That whacking sound heard throughout the blogosphere today is the sound of Amazon whacking Google and the rest of the online storage players about the head. Amazon has released a very inexpensive online storage service that some are saying will change the online storage game.

First, the good. The service is very inexpensive. $0.15 per GB-Month of storage used and $.20 per GB-month of data transferred.

So lets say someone wants to host all their data with Amazon and serve it to their web page. Maybe 20 GB of data and 30 GB of bandwidth (transfer). That’s $3.00 per month for the storage plus $6.00 for the bandwidth, for a total of $9.00 a month. That’s an almost unbelievable price.

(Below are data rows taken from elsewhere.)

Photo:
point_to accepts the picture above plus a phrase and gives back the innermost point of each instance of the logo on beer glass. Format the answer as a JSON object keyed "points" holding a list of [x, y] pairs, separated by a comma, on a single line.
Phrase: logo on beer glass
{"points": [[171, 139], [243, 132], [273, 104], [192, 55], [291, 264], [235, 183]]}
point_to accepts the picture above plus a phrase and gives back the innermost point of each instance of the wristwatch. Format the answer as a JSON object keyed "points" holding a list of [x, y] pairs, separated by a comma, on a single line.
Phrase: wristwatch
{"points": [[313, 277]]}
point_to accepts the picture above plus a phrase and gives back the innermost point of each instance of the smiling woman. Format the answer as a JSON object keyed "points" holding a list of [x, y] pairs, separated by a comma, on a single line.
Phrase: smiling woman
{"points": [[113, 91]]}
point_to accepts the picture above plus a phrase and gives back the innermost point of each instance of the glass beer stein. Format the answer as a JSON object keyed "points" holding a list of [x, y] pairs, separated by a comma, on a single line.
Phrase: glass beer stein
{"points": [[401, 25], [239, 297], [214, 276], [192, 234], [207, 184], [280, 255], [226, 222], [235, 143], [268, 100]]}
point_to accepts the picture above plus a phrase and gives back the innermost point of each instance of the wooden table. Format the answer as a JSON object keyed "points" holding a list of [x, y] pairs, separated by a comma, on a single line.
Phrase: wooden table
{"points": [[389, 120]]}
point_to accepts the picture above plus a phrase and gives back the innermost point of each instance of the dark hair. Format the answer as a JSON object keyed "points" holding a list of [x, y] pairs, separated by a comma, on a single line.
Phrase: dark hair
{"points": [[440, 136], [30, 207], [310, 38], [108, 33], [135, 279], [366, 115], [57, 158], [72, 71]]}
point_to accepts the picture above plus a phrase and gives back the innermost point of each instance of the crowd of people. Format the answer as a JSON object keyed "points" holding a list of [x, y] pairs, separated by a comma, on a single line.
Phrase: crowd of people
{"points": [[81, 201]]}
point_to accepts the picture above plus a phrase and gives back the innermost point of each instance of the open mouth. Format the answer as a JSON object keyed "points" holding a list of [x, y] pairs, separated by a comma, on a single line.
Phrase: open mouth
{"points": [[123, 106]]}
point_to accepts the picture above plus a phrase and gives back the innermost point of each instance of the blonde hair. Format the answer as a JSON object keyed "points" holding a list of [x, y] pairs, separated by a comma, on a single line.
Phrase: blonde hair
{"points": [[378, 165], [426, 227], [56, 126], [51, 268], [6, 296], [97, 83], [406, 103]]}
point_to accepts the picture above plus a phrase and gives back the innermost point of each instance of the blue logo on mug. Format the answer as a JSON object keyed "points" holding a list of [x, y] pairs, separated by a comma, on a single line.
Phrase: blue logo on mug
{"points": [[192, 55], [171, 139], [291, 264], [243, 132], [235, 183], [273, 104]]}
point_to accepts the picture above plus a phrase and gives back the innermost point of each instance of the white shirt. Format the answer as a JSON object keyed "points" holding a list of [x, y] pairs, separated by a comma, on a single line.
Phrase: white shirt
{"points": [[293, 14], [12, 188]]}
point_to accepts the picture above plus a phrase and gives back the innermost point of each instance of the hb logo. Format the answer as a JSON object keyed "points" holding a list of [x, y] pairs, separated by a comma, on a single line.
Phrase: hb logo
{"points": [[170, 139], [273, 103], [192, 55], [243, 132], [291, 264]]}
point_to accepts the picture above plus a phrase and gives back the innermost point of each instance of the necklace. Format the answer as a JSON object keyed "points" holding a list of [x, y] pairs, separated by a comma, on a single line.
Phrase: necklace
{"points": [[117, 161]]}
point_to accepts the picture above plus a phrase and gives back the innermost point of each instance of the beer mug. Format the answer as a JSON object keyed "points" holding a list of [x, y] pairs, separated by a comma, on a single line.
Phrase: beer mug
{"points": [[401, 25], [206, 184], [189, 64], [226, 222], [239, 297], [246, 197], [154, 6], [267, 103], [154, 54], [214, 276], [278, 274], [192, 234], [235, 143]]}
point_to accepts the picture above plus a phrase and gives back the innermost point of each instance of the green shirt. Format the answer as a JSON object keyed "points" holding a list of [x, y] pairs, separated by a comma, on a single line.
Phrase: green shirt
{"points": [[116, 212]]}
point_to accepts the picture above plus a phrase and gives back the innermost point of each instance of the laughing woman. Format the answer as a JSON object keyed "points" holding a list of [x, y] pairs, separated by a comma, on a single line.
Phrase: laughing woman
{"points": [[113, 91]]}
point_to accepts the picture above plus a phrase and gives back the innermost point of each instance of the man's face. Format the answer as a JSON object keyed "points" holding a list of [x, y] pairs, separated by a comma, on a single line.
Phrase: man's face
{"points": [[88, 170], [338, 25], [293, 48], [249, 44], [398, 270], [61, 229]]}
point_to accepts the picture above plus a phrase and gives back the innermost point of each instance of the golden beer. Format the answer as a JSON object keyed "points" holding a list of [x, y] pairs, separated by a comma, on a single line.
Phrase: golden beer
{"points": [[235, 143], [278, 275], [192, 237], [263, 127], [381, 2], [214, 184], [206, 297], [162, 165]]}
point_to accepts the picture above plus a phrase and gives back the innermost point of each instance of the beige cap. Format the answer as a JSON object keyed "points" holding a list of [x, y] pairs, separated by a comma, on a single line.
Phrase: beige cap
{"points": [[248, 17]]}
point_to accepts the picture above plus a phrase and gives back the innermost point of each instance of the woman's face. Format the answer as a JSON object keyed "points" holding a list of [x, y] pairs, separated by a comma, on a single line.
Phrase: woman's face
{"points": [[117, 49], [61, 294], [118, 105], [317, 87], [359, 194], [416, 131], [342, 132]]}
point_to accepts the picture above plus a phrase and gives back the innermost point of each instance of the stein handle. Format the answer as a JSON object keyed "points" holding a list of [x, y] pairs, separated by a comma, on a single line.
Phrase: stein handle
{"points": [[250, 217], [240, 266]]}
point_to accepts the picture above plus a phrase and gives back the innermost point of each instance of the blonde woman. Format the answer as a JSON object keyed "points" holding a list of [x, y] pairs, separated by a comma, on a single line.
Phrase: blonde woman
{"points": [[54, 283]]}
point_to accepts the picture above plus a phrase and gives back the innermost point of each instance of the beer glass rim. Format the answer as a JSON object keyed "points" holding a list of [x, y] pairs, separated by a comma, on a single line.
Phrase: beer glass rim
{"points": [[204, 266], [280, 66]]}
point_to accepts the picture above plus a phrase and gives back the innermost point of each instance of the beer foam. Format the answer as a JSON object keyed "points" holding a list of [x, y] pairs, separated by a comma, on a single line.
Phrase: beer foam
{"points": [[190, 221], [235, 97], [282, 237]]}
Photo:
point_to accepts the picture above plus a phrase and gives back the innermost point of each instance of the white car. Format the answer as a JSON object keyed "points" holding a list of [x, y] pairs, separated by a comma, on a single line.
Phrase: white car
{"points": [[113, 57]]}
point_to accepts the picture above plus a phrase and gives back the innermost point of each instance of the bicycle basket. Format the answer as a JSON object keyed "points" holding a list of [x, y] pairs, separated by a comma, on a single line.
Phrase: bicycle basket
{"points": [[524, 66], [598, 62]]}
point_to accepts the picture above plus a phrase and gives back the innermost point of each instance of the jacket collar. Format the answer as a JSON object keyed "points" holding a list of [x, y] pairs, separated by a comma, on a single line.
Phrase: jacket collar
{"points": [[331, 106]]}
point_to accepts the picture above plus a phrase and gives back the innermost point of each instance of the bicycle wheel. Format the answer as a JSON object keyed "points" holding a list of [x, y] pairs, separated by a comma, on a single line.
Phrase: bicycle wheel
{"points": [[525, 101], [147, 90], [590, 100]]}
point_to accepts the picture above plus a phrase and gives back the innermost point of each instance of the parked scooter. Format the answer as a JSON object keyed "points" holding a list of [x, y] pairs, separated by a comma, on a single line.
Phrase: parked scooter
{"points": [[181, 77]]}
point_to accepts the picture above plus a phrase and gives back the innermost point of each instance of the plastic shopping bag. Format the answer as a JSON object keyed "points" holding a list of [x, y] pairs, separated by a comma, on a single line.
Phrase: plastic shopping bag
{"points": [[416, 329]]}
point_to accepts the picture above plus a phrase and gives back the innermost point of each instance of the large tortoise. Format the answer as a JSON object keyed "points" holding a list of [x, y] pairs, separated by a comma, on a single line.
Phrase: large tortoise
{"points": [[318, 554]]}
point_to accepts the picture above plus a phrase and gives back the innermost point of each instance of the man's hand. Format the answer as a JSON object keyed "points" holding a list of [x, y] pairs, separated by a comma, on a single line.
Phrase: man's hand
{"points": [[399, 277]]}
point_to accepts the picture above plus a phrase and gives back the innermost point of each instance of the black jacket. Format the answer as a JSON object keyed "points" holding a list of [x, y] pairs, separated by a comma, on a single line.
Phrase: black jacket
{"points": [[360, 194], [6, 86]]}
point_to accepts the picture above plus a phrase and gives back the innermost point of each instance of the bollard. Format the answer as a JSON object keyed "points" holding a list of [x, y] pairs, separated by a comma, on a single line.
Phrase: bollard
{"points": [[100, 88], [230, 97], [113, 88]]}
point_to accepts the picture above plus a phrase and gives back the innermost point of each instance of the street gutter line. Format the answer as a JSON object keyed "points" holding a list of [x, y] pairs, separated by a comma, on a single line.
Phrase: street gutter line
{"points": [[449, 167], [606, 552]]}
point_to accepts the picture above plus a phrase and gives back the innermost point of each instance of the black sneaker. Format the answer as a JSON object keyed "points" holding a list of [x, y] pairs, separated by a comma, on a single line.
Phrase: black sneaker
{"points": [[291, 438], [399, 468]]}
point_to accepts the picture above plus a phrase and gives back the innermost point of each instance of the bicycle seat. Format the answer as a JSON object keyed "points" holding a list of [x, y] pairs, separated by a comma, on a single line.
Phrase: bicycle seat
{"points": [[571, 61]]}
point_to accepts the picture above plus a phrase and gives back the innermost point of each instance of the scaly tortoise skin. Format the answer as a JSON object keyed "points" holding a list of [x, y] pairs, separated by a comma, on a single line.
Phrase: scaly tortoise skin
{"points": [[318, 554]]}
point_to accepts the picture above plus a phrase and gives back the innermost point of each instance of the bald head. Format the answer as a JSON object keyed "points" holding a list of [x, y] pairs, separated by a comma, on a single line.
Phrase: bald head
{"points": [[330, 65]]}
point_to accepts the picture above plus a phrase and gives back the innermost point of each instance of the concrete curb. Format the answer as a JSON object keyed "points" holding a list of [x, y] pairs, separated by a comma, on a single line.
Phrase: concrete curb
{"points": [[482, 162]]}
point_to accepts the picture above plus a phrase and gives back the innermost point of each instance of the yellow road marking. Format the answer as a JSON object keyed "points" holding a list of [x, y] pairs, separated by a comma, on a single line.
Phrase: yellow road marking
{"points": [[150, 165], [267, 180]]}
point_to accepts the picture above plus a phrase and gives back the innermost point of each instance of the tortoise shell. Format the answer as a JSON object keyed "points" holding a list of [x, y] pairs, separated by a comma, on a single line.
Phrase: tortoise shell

I signed up early this morning, and will play around with the service this weekend and report my impressions.

But this is not the GDrive and Box.Net killer some are saying it is.

Because this service is in no way, shape or form designed for the consumer to back up his or her data or media files. It is aimed at developers.

To consumers, FTP is hard enough. Soap is for the shower and rest is what you do when you’re tired. So while developers will find Amazon’s service irresistible, consumers will still look to other consumer-oriented services that make the management of online storage easier and more intuitive.

And of course by consumers, I also mean small and medium businesses without a dedicated IT department.

So while I’m excited about Amazon’s new service, let’s not get too carried away about its effect on the consumer online storage industry.